Vegetable fat, protein may cut risk of heart attack

    By Sally Squires (Washington Post)
    Updated: 2006-11-09 16:57

    WASHINGTON - Women who eat a diet moderately low in carbohydrates, but rich in vegetable fat and vegetable protein, can cut their risk of heart disease by as much as 30 percent compared to just following a low-fat approach, according to a new Harvard study.

    The findings, drawn from a study of more than 80,000 nurses, reinforce a growing shift in nutritional advice toward moderate amounts of healthy fat found in such foods as nuts, avocados, liquid vegetable oils and seafood along with less processed carbohydrates, including whole grain bread and cereal, to fruit and vegetables.

    Among the groups that have recommended that approach in recent years are the writers of the 2000 and 2005 U.S. Dietary Guidelines, the American Heart Association and the federal government's National Cholesterol Education Program. All advise eating 25 percent to up to 35 percent of daily calories as fat, most of it from healthy sources, and boosting consumption of beans and legumes, fruit and vegetables as well as healthy, whole grains.

    The new findings, published in today's issue of the New England Journal of Medicine, underscore that eating few processed carbohydrates, such as bagels, white bread, cookies, candy and cake, and replacing animal fat with a moderate amount of healthy vegetable oils "can help reduce the risk of heart disease," said Alice Lichtenstein, professor at Tufts University Friedman School of Nutrition.

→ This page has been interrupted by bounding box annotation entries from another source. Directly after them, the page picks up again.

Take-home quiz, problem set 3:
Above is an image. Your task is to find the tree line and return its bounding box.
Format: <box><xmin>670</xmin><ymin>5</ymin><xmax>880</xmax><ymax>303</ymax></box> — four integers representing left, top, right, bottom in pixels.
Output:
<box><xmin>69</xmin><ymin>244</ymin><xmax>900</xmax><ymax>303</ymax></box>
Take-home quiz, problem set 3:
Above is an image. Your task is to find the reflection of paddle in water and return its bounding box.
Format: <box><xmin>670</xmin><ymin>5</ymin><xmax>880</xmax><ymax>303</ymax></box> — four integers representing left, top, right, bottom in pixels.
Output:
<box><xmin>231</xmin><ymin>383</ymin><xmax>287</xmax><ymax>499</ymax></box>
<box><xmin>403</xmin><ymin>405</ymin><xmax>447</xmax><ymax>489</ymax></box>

    But such diets do not appear to have much effect on body weight -- a hope of many who once jumped on the widely popular very low-carbohydrate bandwagon advocated by the late physician Robert Atkins.

    The latest findings examine a more moderate carbohydrate approach that some experts say is more akin to the South Beach Diet.

    "We didn't really design the study to look at weight loss," noted lead author Frank Hu, associate professor of nutrition and epidemiology at the Harvard School of Public Health.

    The findings suggest that "there's no magic formula for weight loss," noted Lichtenstein of Tufts. "You still have to focus on calories."